Fabrication Of In Situ Elongated Beta-Sialon Grains Bonded To Tungsten Carbide Via Two-Step Spark Plasma Sintering

In order to reduce the difficulty of preparing binder-less cemented carbide and further broaden its application prospects, tungsten carbide toughened by in situ elongated beta-Sialon grains was developed via sintering ballmilled WC and alpha-Si3N4 powders using Al2O3-ZrO2 as a sintering aid and transformation additive. The twostep spark plasma sintering of the mixture at 1650 degrees C with dwelling at 1500 degrees C for 10 min was conducted under 30 MPa uniaxial pressure, and the densification behaviors, phase transformations, mechanical properties, and microstructures of the produced composites were investigated.

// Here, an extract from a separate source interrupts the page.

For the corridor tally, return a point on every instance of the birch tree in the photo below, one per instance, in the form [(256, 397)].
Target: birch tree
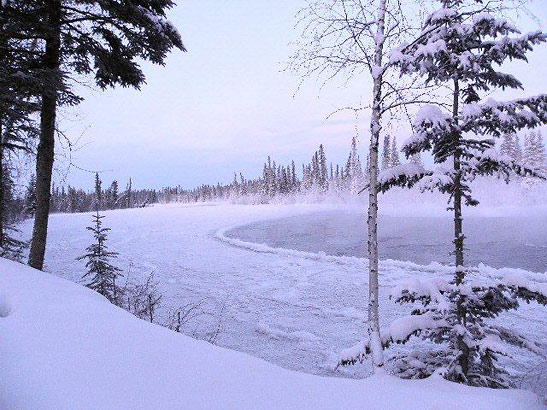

The addition of Al2O3-ZrO2 reduced the initial temperature of the densification process by approximately 100 degrees C and its final temperature by 200 degrees C (compared with the densification temperatures of pure WC and Si3N4 materials) and fully transformed alpha-Si3N4 to Sialon (Si-Al-O-N) phases. Microstructural characterization data showed that the WC matrix contained homogeneously distributed equiaxed and elongated beta-Si5AlON7 grains. The WC composites containing in situ elongated beta-Sialon grains exhibited an optimal hardness of 18.93 +/- 0.03 GPa and enhanced fracture toughness of 10.43 +/- 0.27 MPa m(1/2). The toughening mechanism of the beta-Sialon phase involved the pull-out of elongated grains and crack bridging.